Binali Yıldırım Üniversitesi Biyoloji Kısmı Dr. Öğretim Üyesi Mert Elverici ve Kıbrıs Yaban Hayatı Araştırma Enstitüsünde vazifeli araknolog (örümcekleri ve akrepleri inceleyen zoolojinin alt kısmıyla ilgilenen ilim insanı) Kadir Boğaç Kunt, Zonguldak’taki Gökgöl Mağarası’nda farklı tiplerle ilgili çalışma yürüttü.
Topladıkları kabuklular (crustacea) sınıfından çift ayaklılar grubuna ilişkin örnekleri, bu alanda uzman olan Ege Üniversitesi Su Eserleri Fakültesi Öğretim Üyesi Prof. Dr. Murat Özbek, Recep Tayyip Erdoğan Üniversitesi Su Eserleri Fakültesi Dr. Öğretim Üyeleri İsmail Aksu ve Hazel Baytaşoğlu ile paylaştı.
Morfolojik ve moleküler incelemeler sonucunda Laf konusu canlıların dünyadaki öbür benzeri cinslerden farklı, ilim topluluğu tarafından bugüne kadar tanımlanmamış yeni bir Cin olduğu ortaya çıktı.
Uluslararası hakemli bir mecmuada yayımlanan makale ile yeni yangıç tipine, Türkiye Mağaracılık Federasyonuna (TUMAF) ithafen “gammarus tumaf” ismi verildi.
Prof. Dr. Murat Özbek’in de ortalarında yer aldığı grup, 2019’da da Mersin’in Anamur ilçesindeki Türkiye’nin en derin mağarası sayılan 1429 metrelik Peynirlikönü Mağarası’nda da yangıç tipinde 2 farklı canlı tespit etmiş ve bunlara “gammarus egmao” ve “gammarus Deryae” isimlerini vermişti.
“DÜNYADA BİNDEN Çok ÇEŞİDİ VAR”
Prof. Dr. Özbek, gammarusların çoklukla serin kaynak suları, dereler ve göllerin kıyılarında yaşayan 0,5 ila 1 santimetre uzunluğunda kabuklu çeşidi canlılar olduğunu, tabana yakın yerlerde çoklukla Yan tarafları üzerinde yüzdükleri için Kamu ortasında “yangıç” olarak isimlendirildiklerini anlattı.
Mağaranın turistler tarafından ziyaret edildiğini ve bu durumun canlıları Olumsuz etkilediğini Anlatım eden Özbek, yalnızca Gökgöl Mağarası’nda yaşayan bu Az çeşidin muhafaza altına alınması gerektiğini vurguladı.

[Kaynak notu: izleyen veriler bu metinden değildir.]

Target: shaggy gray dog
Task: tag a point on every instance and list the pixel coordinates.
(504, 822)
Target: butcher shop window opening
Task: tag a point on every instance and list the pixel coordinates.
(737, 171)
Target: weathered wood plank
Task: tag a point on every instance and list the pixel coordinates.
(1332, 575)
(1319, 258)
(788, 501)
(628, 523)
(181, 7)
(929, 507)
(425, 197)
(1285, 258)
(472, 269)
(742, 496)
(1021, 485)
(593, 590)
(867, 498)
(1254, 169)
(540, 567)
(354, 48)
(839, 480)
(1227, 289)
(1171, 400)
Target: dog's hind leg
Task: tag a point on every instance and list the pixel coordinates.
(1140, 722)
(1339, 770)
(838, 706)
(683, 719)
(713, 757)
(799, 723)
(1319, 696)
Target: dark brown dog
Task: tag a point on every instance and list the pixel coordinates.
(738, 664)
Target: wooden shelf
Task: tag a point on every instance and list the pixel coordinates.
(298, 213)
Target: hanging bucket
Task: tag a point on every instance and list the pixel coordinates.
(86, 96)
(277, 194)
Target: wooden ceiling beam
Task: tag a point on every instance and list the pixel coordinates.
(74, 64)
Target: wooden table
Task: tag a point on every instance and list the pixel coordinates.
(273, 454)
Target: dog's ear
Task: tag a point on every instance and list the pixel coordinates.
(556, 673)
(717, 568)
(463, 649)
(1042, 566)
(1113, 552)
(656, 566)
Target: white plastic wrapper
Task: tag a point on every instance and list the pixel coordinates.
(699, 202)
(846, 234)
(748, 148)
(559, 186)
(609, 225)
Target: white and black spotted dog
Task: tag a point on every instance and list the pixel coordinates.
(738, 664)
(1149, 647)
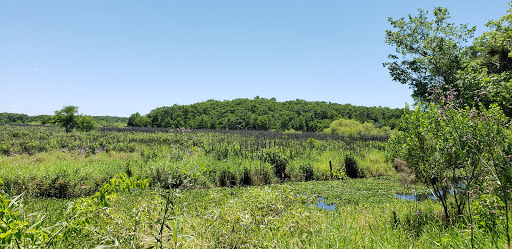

Bu canlıların kaynak suları, akarsular ve göllerde çokça bulunmakla birlikte, kuyu suları ve mağaralardaki yer altı sularında da yaşadığını aktaran Özbek, şunları kaydetti:
“Bu çalışmayla Gökgöl Mağarası’nda oraya endemik, yani dünyada yalnızca orada bulunan, bir Cin olduğu bulunmuş oldu. Bunu da ilim alemine kazandırmış olduk. Ülkelerin biyolojik zenginlikleri doğal zenginliklerinin en Kıymetli kesimlerinden biridir. Bu Cin dışarıdan bakıldığında birebir cinse ilişkin öbür çeşitlere Fazla benziyor. Ülkemizde 51 farklı çeşidi Mevcut bu canlının. Biz burada 52’ncisini bulmuş olduk. Dünyada binden Çok tipi var. Bunlar dışarıdan olağanda bir insanın hatta tahminen benim bile baktığımda ‘Bu, bu cinstir.’ diyebileceğimiz canlılar değil. Bunlar Hariç görünüş açısından birbirine Fazla benzerler. Ama moleküler yahut ayrıntılı mikroskobik incelemelerle çeşitleri tespit edilebilir ve uzmanı karar verebilir.”
Özbek, 350 milyon yıllık Gökgöl Mağarası’ndaki canlının buraya adapte olduğunu belirterek, böylesine Kıymetli bir keşfi gerçekleştirdikleri için Mesut olduklarını söyledi.